Michael Bay is hardly the most subtle of directors. Helming movies such as Transformers and The Rock, his talent for providing humorous carnage is unquestioned. Pain and Gain is more of the same filled with a menagerie of muscled men armed with hi-tech weapons. It is just as dispensable as his previous work. Even more comedic than his usual action forays Pain and Gain lives up to its misbegotten title.
Daniel (Mark Wahlberg), Paul (Dwayne Johnson) and Adrian (Anthony Mackie) are body-builders looking for a better life. They hatch an audacious plan to kidnap Victor (Tony Shalhoub), a wealthy criminal. Hoping to extort money from him, their plans quickly go awry. With their biceps seemingly bigger than their brains, the hulking trio of kidnappers soon find themselves out of their depths and desperate to clean their tawdry mess.
Based on a true story, Pain and Gain is often hard-going. Taking huge liberties, it revels in its fictional layers at the expense of its factual source. Whilst what actually occurred sounds suitably bizarre, the script takes the comedic elements too far. You simply don’t believe in the idiocy of the main trio with the actors trying too hard to be funny. Humour should be effortless with the forced nature of Pain and Gain becoming tiresome.

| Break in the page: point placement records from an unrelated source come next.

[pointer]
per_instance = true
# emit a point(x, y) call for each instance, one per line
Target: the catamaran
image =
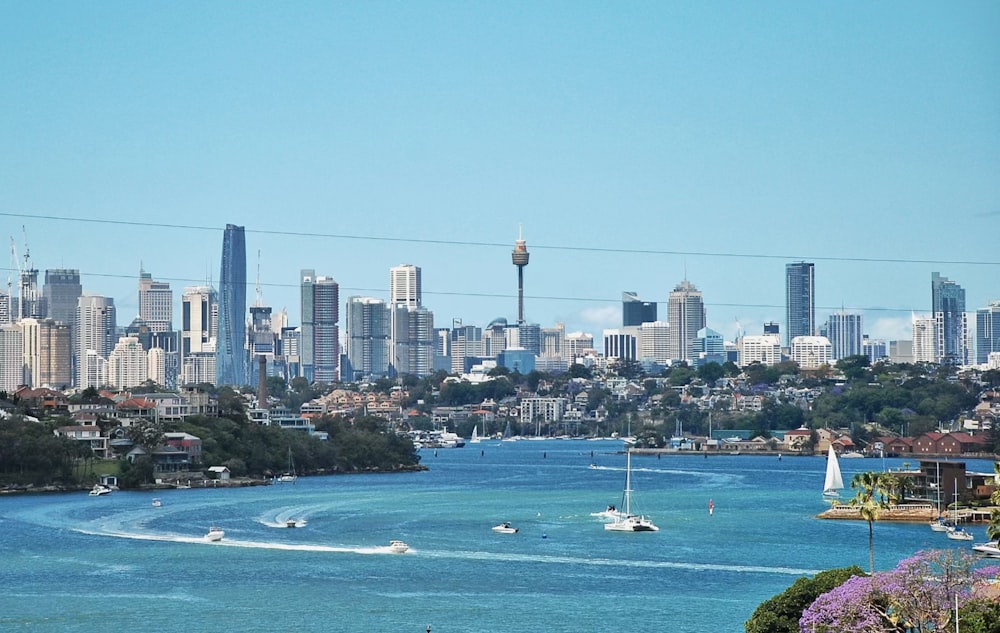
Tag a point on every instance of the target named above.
point(629, 522)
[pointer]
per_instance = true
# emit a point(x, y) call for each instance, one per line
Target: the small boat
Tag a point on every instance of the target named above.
point(214, 534)
point(991, 549)
point(834, 481)
point(958, 534)
point(629, 522)
point(289, 477)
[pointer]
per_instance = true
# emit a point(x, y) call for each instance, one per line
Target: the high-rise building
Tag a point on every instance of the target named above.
point(800, 300)
point(925, 340)
point(951, 328)
point(367, 324)
point(413, 341)
point(231, 366)
point(987, 332)
point(47, 353)
point(845, 334)
point(635, 311)
point(156, 303)
point(654, 342)
point(404, 286)
point(307, 290)
point(11, 357)
point(686, 313)
point(519, 257)
point(326, 329)
point(62, 293)
point(96, 327)
point(621, 344)
point(128, 364)
point(811, 352)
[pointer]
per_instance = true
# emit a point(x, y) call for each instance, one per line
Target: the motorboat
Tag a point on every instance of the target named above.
point(958, 534)
point(991, 549)
point(215, 534)
point(629, 522)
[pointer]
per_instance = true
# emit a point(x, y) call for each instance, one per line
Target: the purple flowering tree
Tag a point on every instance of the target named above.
point(917, 596)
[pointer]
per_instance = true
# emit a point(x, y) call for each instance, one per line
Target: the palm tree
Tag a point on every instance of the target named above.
point(993, 529)
point(871, 498)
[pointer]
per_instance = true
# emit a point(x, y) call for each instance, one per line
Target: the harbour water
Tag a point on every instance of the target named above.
point(72, 562)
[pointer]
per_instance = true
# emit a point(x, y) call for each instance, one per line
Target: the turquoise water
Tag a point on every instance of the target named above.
point(79, 563)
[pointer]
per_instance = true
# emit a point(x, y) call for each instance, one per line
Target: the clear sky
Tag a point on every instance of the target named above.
point(634, 143)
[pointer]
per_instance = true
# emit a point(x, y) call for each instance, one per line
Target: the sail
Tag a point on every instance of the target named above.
point(834, 481)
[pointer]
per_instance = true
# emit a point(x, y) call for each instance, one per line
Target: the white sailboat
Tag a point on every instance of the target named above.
point(628, 522)
point(290, 476)
point(834, 481)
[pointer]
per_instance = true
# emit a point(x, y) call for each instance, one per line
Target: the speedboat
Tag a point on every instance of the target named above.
point(958, 534)
point(991, 549)
point(214, 534)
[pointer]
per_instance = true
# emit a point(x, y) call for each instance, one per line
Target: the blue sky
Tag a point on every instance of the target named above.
point(635, 144)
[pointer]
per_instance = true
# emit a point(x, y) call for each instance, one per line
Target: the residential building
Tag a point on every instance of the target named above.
point(800, 300)
point(811, 352)
point(621, 344)
point(96, 333)
point(11, 357)
point(987, 332)
point(759, 348)
point(635, 311)
point(925, 340)
point(654, 342)
point(231, 366)
point(128, 364)
point(156, 303)
point(686, 315)
point(62, 291)
point(951, 327)
point(846, 334)
point(368, 344)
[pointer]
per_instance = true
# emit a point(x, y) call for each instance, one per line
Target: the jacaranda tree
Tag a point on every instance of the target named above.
point(918, 596)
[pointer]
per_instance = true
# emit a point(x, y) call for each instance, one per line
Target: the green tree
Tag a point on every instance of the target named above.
point(871, 499)
point(781, 613)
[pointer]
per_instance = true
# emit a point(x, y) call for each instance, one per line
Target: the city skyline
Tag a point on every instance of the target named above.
point(632, 147)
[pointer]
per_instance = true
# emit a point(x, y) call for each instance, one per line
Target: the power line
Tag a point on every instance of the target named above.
point(553, 247)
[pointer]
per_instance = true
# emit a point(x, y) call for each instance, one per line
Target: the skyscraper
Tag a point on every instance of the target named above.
point(635, 311)
point(156, 303)
point(686, 313)
point(367, 323)
point(987, 331)
point(326, 330)
point(231, 352)
point(519, 257)
point(845, 334)
point(404, 286)
point(800, 300)
point(951, 328)
point(96, 324)
point(62, 291)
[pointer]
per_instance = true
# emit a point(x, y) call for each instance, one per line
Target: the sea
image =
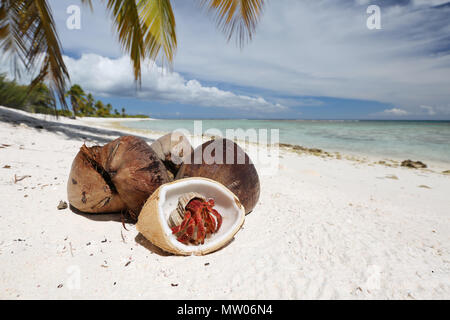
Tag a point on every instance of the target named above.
point(398, 140)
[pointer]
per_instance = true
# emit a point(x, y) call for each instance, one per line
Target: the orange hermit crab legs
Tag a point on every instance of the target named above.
point(199, 220)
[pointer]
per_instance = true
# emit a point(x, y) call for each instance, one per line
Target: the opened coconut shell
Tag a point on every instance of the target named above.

As each plot element becomes more ridiculous, so does the action, mostly involving car chases and physical dismemberment. This could have been fine had Pain and Gain been more like Pulp Fiction – one of the best crime caper films in recent times. Sadly it isn’t a patch on that fine work with Bay relentlessly going for style over substance.
Pain and Gain is a cinematic version of a double maths lesson. Often a chore with too many flat spots becoming a waste of time for all involved with any spark of ingenuity quickly fading.